Dear Suzanne,
I want to communicate to you in writing, (since I often do it better that way) my feelings regarding this adoption that our Great God has directed us into. I want you to know that with confidence in the all-sufficient present and future grace of God, I am ready and eager to move ahead with the adoption of our son in Africa . I want to thank you for the kind patience that you have shown me in these last two years, since that ember for adoption planted long ago by the Holy Spirit in your heart was stoked again to a beautiful blaze. You have not badgered me or used that womanly power to convince me. You have dealt sweetly and honestly about my reservations. You have supported me in my calling present and future and have not hindered me from considering God’s leading. You have been a wonderful picture to me of that Biblical woman with a gentle and quiet spirit; that Proverbs 31 lady whom husband and children shall call blessed.
I realize with others before me that “the mind of man plans his way, but the Lord directs his steps.” This decision is not simply a consideration of pros and cons. So many of the cons to not adopt that I consider are self centered and are not Kingdom minded. I am persuaded that this decision to adopt honors God more than not adopting. I am motivated and persuaded as well by the kind and loving act of adoption that God exercised towards us before the foundation of the world through our Lord Jesus Christ. I am convinced that this path we are on will cast the vision to hundreds of others regarding the adoption that is from our Father in Heaven. And that it will result as well in many responding in numerous ways to look after the orphans of our world. As another pastor said on the matter, “I believe it is the path of the greatest love for the greatest number. And therefore I have confidence that God is pleased with it.” Many will be blessed and will go on to be a blessing to the world through this journey the Lord has put us on.
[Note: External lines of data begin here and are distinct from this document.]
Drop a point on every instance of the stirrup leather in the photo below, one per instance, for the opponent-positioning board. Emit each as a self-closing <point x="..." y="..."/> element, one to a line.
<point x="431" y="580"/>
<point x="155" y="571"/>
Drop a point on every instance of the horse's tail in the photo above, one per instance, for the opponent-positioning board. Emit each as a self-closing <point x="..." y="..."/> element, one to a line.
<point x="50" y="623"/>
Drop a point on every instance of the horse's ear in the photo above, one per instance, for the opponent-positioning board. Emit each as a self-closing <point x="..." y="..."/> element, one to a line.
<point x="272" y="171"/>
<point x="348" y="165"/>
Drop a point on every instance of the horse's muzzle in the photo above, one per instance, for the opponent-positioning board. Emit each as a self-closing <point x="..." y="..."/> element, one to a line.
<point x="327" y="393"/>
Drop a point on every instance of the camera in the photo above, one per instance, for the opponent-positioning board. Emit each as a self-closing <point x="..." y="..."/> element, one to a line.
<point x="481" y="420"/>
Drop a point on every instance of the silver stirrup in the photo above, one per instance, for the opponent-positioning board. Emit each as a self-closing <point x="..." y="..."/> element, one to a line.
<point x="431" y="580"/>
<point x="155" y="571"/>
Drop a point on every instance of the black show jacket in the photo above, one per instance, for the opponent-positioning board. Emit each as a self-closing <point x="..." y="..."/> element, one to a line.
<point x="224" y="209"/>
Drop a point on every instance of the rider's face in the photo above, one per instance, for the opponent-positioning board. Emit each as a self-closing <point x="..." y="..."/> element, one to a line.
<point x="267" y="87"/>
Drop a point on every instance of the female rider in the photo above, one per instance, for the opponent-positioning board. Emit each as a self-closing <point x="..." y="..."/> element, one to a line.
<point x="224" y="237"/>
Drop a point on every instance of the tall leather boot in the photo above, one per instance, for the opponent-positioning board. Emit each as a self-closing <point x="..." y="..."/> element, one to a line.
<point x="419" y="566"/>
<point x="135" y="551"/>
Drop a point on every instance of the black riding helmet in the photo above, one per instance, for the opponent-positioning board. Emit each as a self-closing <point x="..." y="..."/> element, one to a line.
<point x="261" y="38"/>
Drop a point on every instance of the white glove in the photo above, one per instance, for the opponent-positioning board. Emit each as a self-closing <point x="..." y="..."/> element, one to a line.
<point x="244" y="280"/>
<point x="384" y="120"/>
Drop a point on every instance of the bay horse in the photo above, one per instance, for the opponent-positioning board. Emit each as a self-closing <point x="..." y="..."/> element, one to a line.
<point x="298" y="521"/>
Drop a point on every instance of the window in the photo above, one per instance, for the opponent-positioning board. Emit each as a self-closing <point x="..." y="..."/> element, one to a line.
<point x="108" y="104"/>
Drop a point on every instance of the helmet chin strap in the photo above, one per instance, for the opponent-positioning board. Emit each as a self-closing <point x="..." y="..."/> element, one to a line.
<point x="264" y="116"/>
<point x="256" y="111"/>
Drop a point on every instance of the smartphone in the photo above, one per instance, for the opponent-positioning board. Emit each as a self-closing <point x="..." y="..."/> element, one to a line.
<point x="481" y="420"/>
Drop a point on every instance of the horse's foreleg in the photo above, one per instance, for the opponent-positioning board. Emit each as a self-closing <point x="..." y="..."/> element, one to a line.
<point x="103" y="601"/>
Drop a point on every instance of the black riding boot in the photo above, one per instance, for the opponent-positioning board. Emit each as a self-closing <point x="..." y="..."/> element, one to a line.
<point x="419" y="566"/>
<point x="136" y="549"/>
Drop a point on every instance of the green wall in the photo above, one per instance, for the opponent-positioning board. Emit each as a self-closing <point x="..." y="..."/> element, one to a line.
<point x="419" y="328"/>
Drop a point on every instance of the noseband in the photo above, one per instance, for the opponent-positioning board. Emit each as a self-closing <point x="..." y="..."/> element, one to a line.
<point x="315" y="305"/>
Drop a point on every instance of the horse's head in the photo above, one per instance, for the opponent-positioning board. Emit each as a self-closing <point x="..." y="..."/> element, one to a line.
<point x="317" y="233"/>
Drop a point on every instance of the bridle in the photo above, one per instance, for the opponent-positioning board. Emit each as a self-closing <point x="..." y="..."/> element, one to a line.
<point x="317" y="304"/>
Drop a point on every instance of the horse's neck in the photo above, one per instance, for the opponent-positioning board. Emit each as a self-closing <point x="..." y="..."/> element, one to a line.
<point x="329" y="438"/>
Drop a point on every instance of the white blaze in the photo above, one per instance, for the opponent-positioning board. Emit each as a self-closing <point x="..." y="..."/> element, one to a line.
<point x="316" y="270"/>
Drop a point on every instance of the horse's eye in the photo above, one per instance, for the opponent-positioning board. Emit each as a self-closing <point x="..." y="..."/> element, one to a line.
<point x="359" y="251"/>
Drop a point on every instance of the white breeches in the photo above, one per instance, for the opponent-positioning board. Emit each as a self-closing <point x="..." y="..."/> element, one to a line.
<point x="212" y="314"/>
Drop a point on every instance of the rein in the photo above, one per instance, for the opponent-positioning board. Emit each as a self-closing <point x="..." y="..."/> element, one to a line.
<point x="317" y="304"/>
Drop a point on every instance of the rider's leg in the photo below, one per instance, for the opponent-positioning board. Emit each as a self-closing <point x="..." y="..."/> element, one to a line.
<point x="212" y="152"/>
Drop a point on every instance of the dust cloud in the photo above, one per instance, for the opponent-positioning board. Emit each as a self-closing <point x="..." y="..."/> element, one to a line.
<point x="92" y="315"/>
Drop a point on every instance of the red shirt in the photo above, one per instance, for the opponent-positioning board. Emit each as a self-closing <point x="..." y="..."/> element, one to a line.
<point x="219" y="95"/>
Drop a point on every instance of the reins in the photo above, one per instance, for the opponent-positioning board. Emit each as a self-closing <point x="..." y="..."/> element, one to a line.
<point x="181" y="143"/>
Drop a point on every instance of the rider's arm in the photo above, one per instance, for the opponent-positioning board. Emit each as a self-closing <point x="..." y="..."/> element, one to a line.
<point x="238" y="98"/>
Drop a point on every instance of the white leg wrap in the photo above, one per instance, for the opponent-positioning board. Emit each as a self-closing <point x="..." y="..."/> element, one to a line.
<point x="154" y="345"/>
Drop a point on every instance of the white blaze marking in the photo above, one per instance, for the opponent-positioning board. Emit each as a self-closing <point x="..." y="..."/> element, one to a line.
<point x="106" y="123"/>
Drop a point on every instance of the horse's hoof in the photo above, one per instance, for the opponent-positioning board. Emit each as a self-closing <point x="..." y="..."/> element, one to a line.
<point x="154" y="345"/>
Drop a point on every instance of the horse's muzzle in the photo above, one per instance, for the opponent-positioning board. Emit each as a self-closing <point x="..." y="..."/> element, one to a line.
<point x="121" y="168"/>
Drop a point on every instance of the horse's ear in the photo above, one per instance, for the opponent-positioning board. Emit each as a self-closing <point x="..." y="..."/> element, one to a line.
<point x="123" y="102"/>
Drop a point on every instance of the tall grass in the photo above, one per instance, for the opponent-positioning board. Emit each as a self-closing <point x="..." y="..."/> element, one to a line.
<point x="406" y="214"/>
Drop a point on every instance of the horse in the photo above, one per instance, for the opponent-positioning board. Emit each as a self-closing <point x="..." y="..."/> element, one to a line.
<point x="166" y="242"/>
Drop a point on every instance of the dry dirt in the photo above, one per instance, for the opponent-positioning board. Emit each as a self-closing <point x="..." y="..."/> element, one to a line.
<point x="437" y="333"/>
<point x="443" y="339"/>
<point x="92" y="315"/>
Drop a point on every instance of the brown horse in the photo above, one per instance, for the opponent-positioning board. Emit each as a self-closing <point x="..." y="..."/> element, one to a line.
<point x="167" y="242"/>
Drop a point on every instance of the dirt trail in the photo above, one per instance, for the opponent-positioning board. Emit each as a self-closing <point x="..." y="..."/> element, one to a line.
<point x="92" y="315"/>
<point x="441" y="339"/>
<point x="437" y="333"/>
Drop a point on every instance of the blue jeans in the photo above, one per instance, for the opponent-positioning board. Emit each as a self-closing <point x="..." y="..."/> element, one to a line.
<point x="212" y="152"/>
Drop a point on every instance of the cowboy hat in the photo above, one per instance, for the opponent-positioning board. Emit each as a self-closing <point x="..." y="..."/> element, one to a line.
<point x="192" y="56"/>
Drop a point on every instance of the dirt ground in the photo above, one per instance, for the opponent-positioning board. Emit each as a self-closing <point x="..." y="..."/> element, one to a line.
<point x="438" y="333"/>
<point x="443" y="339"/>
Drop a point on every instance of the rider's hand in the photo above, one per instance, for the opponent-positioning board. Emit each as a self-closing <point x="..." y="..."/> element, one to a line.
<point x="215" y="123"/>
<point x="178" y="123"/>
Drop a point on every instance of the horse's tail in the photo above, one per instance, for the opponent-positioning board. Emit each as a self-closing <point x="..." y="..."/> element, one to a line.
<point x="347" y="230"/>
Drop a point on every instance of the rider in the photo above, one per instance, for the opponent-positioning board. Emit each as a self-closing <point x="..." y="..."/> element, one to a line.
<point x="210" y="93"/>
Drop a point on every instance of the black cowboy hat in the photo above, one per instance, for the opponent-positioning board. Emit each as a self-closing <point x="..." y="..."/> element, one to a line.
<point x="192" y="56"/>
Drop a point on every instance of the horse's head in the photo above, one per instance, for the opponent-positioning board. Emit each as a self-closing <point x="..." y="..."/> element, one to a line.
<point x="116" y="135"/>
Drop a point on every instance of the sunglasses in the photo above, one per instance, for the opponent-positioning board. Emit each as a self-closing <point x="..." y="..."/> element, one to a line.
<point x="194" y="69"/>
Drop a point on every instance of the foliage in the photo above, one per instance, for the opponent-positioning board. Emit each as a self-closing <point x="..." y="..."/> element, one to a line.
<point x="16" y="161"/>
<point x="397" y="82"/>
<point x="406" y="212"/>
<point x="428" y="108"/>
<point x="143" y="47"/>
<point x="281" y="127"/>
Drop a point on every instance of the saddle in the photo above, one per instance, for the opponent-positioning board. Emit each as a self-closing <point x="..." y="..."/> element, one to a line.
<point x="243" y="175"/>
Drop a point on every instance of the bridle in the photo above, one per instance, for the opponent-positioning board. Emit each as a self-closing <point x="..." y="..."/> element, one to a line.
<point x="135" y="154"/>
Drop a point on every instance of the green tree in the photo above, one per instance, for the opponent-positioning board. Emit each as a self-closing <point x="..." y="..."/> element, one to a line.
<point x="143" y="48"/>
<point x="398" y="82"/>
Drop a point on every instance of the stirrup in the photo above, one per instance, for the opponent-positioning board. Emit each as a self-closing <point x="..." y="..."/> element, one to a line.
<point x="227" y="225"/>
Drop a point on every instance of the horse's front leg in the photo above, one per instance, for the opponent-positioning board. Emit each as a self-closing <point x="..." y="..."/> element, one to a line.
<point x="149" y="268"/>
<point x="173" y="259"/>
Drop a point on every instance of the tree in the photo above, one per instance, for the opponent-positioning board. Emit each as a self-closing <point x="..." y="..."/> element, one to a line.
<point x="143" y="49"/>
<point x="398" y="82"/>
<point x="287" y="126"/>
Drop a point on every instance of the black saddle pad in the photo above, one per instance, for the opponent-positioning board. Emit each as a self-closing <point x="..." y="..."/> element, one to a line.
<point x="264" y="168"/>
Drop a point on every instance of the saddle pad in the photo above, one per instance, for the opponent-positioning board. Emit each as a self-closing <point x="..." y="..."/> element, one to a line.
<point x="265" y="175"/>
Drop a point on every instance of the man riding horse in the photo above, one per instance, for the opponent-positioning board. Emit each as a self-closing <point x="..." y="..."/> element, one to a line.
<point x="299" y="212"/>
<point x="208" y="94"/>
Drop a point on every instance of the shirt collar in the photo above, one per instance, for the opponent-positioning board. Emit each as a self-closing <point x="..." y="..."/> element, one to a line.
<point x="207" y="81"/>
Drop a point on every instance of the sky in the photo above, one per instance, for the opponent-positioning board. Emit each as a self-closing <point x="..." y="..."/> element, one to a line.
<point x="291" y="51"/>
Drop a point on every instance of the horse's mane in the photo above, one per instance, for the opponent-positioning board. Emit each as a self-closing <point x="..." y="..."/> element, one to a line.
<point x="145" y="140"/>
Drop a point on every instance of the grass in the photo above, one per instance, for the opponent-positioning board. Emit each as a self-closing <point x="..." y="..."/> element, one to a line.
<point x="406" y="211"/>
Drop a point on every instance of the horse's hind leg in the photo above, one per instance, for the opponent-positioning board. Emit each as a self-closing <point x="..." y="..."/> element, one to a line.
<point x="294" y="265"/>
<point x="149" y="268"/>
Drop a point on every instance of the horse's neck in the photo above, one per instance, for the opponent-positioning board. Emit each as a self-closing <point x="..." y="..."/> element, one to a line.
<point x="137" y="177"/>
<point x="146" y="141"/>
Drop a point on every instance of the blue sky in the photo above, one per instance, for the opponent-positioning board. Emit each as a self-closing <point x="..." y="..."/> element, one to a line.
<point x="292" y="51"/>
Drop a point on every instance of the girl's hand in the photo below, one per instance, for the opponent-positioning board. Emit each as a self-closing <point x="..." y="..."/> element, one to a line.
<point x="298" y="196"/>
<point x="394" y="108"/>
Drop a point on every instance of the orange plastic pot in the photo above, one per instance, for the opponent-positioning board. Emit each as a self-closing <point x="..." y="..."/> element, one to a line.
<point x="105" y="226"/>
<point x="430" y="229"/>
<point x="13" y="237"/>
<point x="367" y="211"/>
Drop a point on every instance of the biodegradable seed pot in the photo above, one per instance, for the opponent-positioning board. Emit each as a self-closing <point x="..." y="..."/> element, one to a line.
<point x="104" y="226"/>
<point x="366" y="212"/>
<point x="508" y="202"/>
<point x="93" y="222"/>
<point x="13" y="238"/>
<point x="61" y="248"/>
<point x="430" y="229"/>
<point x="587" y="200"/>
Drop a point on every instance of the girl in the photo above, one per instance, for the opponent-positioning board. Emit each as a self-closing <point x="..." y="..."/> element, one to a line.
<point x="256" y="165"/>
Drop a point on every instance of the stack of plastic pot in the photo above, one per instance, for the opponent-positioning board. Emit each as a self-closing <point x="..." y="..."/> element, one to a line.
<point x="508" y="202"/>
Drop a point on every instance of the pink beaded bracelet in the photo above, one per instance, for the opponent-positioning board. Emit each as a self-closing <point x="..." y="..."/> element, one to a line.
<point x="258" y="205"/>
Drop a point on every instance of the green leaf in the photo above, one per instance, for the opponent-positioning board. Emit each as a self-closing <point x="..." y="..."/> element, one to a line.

I choose with you to adopt, not under constraint or with any reservation of commitment. I forsake any and every thought that, because you initiated this idea, that you should bear blame for the burdens it will bring. I forsake all tendencies I might have to suggest that this process is “yours to bear”. And just as in choosing with you to bring our own children into this world, I again with you choose to bring one from outside of our Covenant family into our midst to be our own and to take our name and to be loved and to receive all of the benefits that come with being our child. And of course, I rely upon our Great God to bring to fruition this addition to our family just as we have done with our five current children. I commit to walking together with you as well through the trials that we will enter into through this journey of adoption and will gladly receive that work of God’s Spirit in them to sanctify us both.
I thank God for you and I enter with you gladly on this path. And there is no other person I would rather walk this road with than you. I will relish the days, months and years that the Lord has in mind for us as a family. I will embrace with you this new son, and will along with you, and through the work of God’s grace, love Him into the Family of God, that he too by God’s grace would also become an adopted son of the King.
I love you Suzanne,
Paul
Yes, I sat there crying in the middle of the service and felt quit confident we were on the same page and I was not in this on my own. I am so thankful he communicated with me. That seems to be the center of most of our disagreements (lack of communication). I knew I couldn't move ahead if I had any doubt. That Sunday all my doubts disappeared, and I was then confident we were both in this 100%.